Bandeirantes – Há 41 anos, a iniciativa de um ex-jogador do time União Bandeirantes – José Machado (falecido em 2007) - até hoje mantém na ativa um grupo de jogadores amadores que se reúne três vezes por semana, das 6h às 7h, para jogar futebol antes de darem início à rotina diária de trabalho. A "Turma do Machadão" – composta atualmente por 20 pessoas - é bastante heterogênea, reunindo integrantes de diversas profissões e com idades que variam de 18 a 79 anos. E faça chuva ou faça sol, tendo no mínimo quatro pessoas, o jogo está garantido. As despesas com bolas e coletes são partilhadas entre os participantes. A atividade ainda conta com apoio da Prefeitura Municipal de Bandeirantes e a Secretaria Municipal de Esportes.
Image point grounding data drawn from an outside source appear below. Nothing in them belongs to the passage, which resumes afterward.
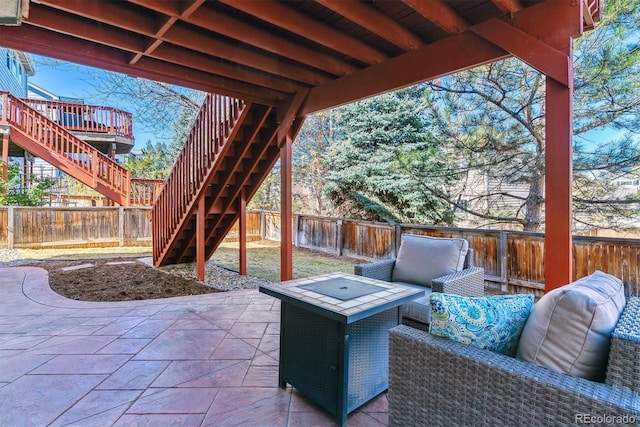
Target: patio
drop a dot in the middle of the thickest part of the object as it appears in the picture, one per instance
(201, 360)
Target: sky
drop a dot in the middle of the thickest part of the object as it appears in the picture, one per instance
(70, 81)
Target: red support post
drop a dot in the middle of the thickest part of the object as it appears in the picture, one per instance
(5, 158)
(242, 234)
(558, 254)
(200, 218)
(286, 211)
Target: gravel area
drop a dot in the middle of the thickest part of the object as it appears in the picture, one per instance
(217, 277)
(9, 257)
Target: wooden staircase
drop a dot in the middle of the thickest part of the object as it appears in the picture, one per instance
(230, 150)
(43, 138)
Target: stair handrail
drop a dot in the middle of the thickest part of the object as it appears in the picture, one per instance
(69, 148)
(217, 116)
(145, 191)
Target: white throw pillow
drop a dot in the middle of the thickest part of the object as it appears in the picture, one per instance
(569, 329)
(422, 258)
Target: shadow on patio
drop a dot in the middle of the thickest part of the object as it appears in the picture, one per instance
(201, 360)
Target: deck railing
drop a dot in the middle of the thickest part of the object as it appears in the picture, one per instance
(48, 135)
(78, 117)
(216, 118)
(144, 192)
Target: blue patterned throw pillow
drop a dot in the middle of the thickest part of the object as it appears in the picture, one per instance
(493, 323)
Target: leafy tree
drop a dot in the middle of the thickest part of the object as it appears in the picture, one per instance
(493, 119)
(13, 192)
(310, 168)
(155, 162)
(407, 159)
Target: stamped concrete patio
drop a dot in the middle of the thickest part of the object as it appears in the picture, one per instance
(209, 360)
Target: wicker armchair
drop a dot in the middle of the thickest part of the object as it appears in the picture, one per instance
(467, 282)
(435, 381)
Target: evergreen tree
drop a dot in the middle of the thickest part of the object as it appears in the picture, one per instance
(384, 140)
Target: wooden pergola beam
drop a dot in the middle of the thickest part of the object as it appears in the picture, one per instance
(283, 16)
(177, 34)
(440, 14)
(508, 6)
(137, 45)
(405, 70)
(42, 42)
(528, 49)
(236, 29)
(376, 22)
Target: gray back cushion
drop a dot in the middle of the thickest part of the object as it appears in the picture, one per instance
(569, 329)
(422, 258)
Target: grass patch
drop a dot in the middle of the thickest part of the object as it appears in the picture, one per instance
(263, 260)
(85, 253)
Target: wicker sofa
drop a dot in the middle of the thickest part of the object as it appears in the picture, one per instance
(436, 381)
(468, 281)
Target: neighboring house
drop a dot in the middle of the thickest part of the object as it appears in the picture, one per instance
(15, 68)
(89, 128)
(506, 194)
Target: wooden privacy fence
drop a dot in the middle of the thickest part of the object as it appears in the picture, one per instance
(512, 260)
(36, 227)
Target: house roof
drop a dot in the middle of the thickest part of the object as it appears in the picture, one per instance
(266, 51)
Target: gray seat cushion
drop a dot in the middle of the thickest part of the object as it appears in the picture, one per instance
(569, 329)
(421, 258)
(419, 309)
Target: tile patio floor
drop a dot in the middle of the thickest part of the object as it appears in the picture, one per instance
(206, 360)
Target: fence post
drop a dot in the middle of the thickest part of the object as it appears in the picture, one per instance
(11, 227)
(339, 237)
(121, 226)
(502, 259)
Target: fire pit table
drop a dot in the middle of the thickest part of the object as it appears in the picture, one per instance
(334, 344)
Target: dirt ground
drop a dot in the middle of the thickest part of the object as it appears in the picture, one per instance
(118, 279)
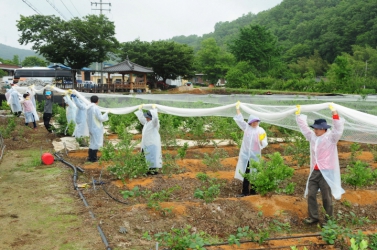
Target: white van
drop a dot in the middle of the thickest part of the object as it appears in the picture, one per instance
(6, 81)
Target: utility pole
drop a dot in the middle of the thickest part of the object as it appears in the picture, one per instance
(100, 11)
(366, 68)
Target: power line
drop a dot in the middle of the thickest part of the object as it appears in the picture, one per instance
(57, 10)
(100, 6)
(75, 8)
(31, 6)
(100, 9)
(67, 8)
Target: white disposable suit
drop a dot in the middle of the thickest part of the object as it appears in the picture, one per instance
(71, 109)
(324, 153)
(14, 101)
(251, 145)
(81, 128)
(95, 124)
(32, 96)
(151, 140)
"A gente sempre faz uma caminhada antes para aquecer e é nessa hora que colocamos a conversa em dia. É uma atividade física muito boa e um jeito também de arejar a mente e ter mais disposição para o trabalho. É uma higiene mental", conta o funcionário público aposentado Belmiro Bachett, de 59 anos, que há 25 participa do grupo e foi apelidado pelo próprio fundador de "Romarinho", quando fez oito gols em único jogo. "Teve uma época em que trabalhava em Cornélio Procópio e mal tinha tempo de chegar correndo em casa e tomar um banho rápido para não chegar atrasado no trabalho, que tinha que abrir às dez para as oito da manhã, mas sempre procurei não faltar ao futebol, pois sentia nitidamente a diferença quando não jogava", comenta Bachett.
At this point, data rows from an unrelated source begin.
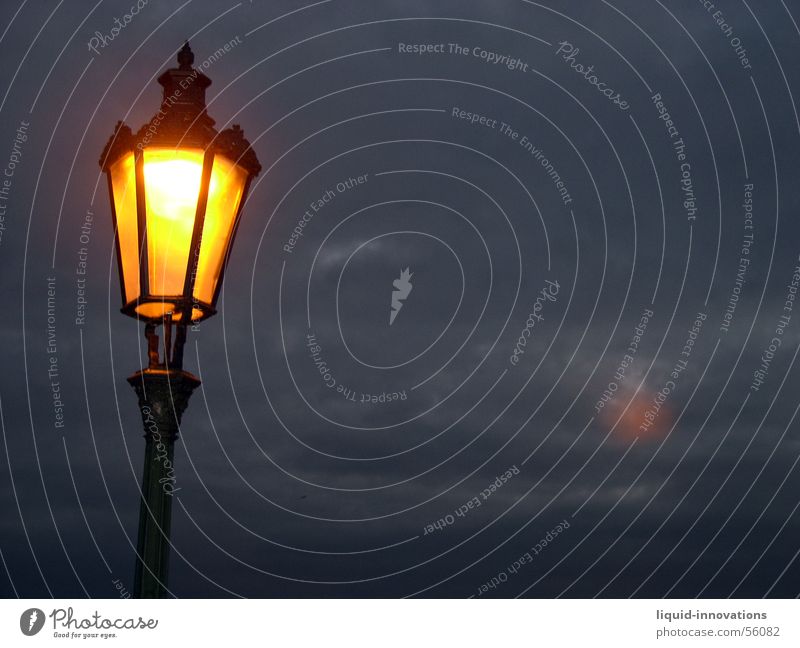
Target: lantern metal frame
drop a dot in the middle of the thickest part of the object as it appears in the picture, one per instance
(181, 123)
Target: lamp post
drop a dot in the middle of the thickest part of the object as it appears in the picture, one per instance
(177, 189)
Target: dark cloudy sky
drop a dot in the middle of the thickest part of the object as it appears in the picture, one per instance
(683, 485)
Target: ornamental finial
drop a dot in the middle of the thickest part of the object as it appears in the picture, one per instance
(185, 57)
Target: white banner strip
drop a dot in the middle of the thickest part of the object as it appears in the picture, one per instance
(402, 623)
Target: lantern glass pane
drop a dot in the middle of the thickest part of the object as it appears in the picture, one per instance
(172, 186)
(123, 186)
(224, 196)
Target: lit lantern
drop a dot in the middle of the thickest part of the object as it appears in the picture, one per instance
(177, 190)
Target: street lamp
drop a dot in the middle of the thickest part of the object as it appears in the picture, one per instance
(177, 189)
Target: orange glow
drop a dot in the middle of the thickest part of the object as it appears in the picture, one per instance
(224, 195)
(172, 186)
(631, 414)
(123, 183)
O grupo se reúne desde 1979 no Ginásio Esportivo 14 de Novembro, mais conhecido como "Chinelão", e nem a interdição durante quase um ano do local para reformas, no ano passado, impediu que o grupo mantivesse a fidelidade ao futebol. "Chegamos a jogar em três ginásios escolares até a conclusão da reforma. O que não dava era para ficar parado", conta Bachett, lembrando que o grupo está sempre aberto para novos integrantes. "É uma atividade muito boa pelas amizades que fazemos. Faz bem para o corpo e para a mente", garante.
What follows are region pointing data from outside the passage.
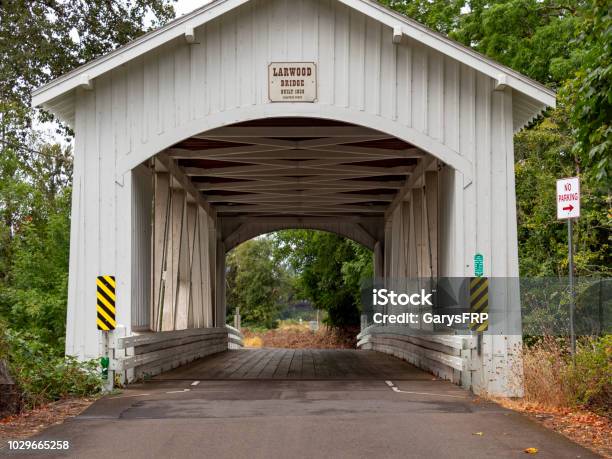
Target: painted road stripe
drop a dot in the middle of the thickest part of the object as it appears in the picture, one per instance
(399, 391)
(128, 396)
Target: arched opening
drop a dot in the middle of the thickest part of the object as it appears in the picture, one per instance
(216, 191)
(297, 288)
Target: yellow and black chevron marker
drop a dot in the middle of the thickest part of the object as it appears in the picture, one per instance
(479, 301)
(105, 305)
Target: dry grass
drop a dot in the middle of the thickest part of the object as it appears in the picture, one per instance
(545, 367)
(31, 422)
(299, 336)
(573, 400)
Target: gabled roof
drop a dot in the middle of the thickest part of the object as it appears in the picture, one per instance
(536, 96)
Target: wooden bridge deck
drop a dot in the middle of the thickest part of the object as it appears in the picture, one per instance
(297, 364)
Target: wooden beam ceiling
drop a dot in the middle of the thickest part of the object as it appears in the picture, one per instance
(298, 167)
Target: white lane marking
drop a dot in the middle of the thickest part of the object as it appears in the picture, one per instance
(395, 389)
(127, 396)
(178, 391)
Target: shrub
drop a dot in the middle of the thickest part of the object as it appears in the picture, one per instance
(552, 378)
(590, 380)
(41, 374)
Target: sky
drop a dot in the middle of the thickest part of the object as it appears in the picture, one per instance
(48, 130)
(187, 6)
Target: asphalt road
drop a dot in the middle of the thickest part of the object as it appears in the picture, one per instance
(302, 419)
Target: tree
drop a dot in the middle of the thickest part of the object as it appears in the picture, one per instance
(330, 271)
(256, 282)
(590, 93)
(41, 40)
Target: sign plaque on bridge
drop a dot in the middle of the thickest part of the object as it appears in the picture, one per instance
(292, 81)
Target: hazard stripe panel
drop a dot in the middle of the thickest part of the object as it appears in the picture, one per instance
(105, 304)
(479, 301)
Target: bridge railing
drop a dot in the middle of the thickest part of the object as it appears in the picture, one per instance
(234, 338)
(148, 354)
(446, 356)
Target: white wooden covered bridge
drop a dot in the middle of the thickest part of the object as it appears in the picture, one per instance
(245, 117)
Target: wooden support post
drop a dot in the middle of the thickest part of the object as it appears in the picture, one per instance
(379, 260)
(220, 288)
(160, 238)
(431, 197)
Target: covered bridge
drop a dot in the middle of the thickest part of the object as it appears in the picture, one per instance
(248, 116)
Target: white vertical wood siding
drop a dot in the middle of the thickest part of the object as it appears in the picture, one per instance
(178, 90)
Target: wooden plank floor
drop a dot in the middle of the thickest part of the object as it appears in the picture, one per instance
(297, 364)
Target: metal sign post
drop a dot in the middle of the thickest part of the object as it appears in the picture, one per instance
(570, 247)
(568, 208)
Aos 79 anos, o comerciante Nobor Oda é o mais antigo integrante do grupo, que frequenta há 39 anos. "Comecei por necessidade, pois estava ‘gordinho’, acima do meu peso normal, e não parei mais. Sou da época em que chegamos a jogar no campo do União Bandeirantes e em fazendas até a inauguração do Ginásio ‘Chinelão’, em 1979, onde o Machado chegou a ter uma academia de condicionamento físico", lembra. "Nasci na Fazenda Nomura, aqui em Bandeirantes, e sempre gostei de jogar futebol. Nunca me machuquei e o pessoal costuma brincar que eu sou ‘canela de vidro’. Nunca entrei para competir e sim para brincar e descontrair. Nas férias, sinto falta do bem-estar que o futebol proporciona", destaca Oda, que esbanja vitalidade e ainda hoje está à frente da Autopeças e Oficina Irmãos Oda Ltda, em Bandeirantes.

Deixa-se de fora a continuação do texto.